Zwei junge Frauen in provokanter Angriffsposition: „Tiger Girl“
Foto: Constantin Film

Margarete (Maria Dragus, „Das weiße Band“) ist frustriert, weil sie bei der Aufnahmeprüfung für die Polizeischule durchgefallen ist. Dann macht sie eben eine Ausbildung bei einem privaten Sicherheitsdienst, Hauptsache Uniform. Auftritt Tiger (eine Entdeckung: Ella Rumpf, Foto). Die lebt in einem alten Bauwagen und weiß sich auf den ­Straßen Berlins durchzusetzen, zur Not mit Martial Art. Tiger tauft Margarete in Vanilla um und bringt ihr bei, sich durchzusetzen. Gemeinsam ziehen die jungen Frauen durch Berlin und zweckentfremden auch mal diverse Uniformen. Doch dann muss ­Tiger feststellen: Vanilla hat das mit der „unbedingten Freiheit“ in den falschen Hals bekommen – sie tendiert immer mehr zu sinnloser Gewalt.
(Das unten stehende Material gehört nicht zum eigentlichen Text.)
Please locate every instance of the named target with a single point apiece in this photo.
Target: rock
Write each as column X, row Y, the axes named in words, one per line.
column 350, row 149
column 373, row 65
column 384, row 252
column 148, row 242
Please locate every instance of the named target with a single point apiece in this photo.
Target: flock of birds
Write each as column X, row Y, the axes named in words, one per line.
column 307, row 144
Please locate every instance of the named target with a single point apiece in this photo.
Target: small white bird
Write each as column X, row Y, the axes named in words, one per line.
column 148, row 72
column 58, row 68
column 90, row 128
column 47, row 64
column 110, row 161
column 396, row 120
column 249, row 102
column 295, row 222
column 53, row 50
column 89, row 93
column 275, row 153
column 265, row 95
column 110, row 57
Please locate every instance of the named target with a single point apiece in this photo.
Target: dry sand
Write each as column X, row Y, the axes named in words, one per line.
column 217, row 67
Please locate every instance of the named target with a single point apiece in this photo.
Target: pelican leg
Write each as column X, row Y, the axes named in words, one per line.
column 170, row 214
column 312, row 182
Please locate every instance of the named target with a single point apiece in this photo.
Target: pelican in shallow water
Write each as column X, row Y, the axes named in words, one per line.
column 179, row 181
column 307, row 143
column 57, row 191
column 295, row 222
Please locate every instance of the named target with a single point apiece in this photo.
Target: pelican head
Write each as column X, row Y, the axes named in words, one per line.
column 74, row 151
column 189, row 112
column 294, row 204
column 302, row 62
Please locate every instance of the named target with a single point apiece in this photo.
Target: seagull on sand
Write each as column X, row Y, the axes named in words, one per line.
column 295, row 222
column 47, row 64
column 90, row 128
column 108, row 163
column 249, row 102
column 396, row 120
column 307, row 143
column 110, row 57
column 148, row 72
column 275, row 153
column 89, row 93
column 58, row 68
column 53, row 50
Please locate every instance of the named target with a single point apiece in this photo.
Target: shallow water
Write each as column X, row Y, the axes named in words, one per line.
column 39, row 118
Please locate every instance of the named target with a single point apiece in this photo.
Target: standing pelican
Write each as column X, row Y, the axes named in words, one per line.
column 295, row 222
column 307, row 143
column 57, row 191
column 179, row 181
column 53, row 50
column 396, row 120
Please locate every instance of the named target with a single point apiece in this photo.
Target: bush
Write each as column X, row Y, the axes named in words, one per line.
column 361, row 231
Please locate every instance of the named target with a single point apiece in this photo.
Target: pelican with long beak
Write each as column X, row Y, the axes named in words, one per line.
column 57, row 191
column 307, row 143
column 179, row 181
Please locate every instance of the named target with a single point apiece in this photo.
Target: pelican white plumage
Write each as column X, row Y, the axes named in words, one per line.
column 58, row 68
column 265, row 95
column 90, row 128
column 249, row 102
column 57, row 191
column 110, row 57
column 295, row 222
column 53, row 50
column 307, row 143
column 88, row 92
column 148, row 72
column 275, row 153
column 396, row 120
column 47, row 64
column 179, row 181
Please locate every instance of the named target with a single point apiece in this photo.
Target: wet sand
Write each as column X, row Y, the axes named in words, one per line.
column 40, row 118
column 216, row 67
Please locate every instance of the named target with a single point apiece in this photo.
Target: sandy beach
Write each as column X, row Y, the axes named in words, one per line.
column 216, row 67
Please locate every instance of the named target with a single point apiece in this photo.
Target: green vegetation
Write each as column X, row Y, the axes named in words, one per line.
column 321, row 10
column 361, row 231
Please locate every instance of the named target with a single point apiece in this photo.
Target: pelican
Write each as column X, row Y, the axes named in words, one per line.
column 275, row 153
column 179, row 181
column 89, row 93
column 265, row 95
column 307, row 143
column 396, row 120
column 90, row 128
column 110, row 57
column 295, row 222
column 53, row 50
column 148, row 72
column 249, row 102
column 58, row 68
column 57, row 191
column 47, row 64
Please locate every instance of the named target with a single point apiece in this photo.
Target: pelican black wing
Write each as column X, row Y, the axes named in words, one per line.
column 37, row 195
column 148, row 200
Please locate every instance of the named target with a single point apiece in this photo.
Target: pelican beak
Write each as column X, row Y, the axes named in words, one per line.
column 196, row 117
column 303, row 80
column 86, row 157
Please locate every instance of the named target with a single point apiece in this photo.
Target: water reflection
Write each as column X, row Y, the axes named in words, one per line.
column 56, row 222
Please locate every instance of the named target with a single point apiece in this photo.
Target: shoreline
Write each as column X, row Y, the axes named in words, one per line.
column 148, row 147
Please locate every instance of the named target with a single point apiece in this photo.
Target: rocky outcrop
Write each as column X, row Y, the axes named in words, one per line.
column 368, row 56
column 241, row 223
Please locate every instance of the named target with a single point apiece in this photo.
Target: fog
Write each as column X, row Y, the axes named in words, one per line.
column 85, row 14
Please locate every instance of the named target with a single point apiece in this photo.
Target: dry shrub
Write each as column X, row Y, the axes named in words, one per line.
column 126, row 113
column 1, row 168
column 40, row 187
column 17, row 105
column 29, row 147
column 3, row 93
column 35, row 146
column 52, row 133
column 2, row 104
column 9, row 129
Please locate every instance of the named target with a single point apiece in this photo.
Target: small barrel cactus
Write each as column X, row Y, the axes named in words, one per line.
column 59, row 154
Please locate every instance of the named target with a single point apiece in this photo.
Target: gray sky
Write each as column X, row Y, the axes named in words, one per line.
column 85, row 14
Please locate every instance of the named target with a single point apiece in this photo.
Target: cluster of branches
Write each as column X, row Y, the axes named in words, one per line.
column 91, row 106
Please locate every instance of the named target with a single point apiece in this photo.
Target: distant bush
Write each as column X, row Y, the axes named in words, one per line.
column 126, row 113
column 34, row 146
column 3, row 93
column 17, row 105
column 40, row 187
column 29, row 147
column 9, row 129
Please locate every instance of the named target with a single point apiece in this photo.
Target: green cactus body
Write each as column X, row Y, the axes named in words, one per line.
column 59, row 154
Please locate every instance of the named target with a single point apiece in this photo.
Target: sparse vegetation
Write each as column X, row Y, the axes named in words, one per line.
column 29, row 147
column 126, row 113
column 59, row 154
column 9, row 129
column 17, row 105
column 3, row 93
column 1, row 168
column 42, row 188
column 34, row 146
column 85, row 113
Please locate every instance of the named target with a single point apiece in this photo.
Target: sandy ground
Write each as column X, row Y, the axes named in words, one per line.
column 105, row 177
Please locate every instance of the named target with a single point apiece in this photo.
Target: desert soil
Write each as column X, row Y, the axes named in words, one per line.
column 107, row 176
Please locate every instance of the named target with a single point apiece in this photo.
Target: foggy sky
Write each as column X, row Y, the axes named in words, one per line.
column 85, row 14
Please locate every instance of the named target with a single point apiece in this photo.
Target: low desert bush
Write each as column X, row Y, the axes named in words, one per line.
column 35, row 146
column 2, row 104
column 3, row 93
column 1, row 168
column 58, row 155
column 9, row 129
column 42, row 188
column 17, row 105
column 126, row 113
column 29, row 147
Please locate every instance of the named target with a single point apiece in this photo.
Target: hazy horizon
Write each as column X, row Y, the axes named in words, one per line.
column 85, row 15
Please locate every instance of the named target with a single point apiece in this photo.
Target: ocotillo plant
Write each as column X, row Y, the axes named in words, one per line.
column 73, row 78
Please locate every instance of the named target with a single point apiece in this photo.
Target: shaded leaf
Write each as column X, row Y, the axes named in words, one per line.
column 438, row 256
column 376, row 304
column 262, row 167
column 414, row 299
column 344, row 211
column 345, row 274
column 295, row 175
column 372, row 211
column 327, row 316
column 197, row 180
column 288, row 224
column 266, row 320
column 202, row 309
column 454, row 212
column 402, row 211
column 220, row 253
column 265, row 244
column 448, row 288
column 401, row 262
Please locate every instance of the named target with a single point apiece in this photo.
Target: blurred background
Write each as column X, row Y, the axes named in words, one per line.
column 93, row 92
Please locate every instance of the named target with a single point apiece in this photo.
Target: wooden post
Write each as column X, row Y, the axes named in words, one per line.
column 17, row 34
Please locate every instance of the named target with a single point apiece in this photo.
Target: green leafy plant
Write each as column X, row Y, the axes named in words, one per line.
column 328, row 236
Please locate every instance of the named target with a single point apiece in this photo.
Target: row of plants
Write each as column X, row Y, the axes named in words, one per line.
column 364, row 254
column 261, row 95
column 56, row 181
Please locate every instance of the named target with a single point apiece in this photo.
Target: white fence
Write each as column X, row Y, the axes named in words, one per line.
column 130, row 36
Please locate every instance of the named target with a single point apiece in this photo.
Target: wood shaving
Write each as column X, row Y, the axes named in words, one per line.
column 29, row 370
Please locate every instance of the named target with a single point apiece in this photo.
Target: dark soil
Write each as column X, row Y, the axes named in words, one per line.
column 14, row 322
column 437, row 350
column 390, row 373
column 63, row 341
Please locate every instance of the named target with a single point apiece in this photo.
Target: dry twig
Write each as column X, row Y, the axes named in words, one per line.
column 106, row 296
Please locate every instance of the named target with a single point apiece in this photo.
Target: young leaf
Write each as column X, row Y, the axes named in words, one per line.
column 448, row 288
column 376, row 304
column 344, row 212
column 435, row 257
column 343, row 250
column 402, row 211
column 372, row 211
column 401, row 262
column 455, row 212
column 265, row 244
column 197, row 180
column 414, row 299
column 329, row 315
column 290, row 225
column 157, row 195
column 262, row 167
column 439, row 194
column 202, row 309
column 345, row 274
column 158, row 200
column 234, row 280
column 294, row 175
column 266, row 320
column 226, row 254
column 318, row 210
Besonders die erste Hälfte von „Tiger Girl“, dem neuen Film des Berliners Jakob Lass („Love Steaks“), beeindruckt durch eine Vitalität, wie sie selten im deutschen Film zu erleben ist. Das hat sicherlich auch mit dem breiten Raum zur Improvisation zu tun, die Lass seinen Schauspielern stets gewährt und die ja auch schon „Love Steaks“ zu einem besonderen Kinoerlebnis werden ließ.
In der zweiten Hälfte müht sich der Film dann ­allerdings ein wenig, das ganze Frauenmachoding zu einem nachvollziehbaren Finale zu bringen, da geht Jakob Lass der Improvisationscharme etwas flöten. Dennoch: ein Film mit ganz starken Momenten, der gut in den Berlinale-Wettbewerb gepasst hätte.

Tiger Girl D 2017, 90 Min., R: Jakob Lass, D: Ella Rumpf, Maria Dragus, Enno Trebs, Orce Feldschau, Swiss, Start: 6.4.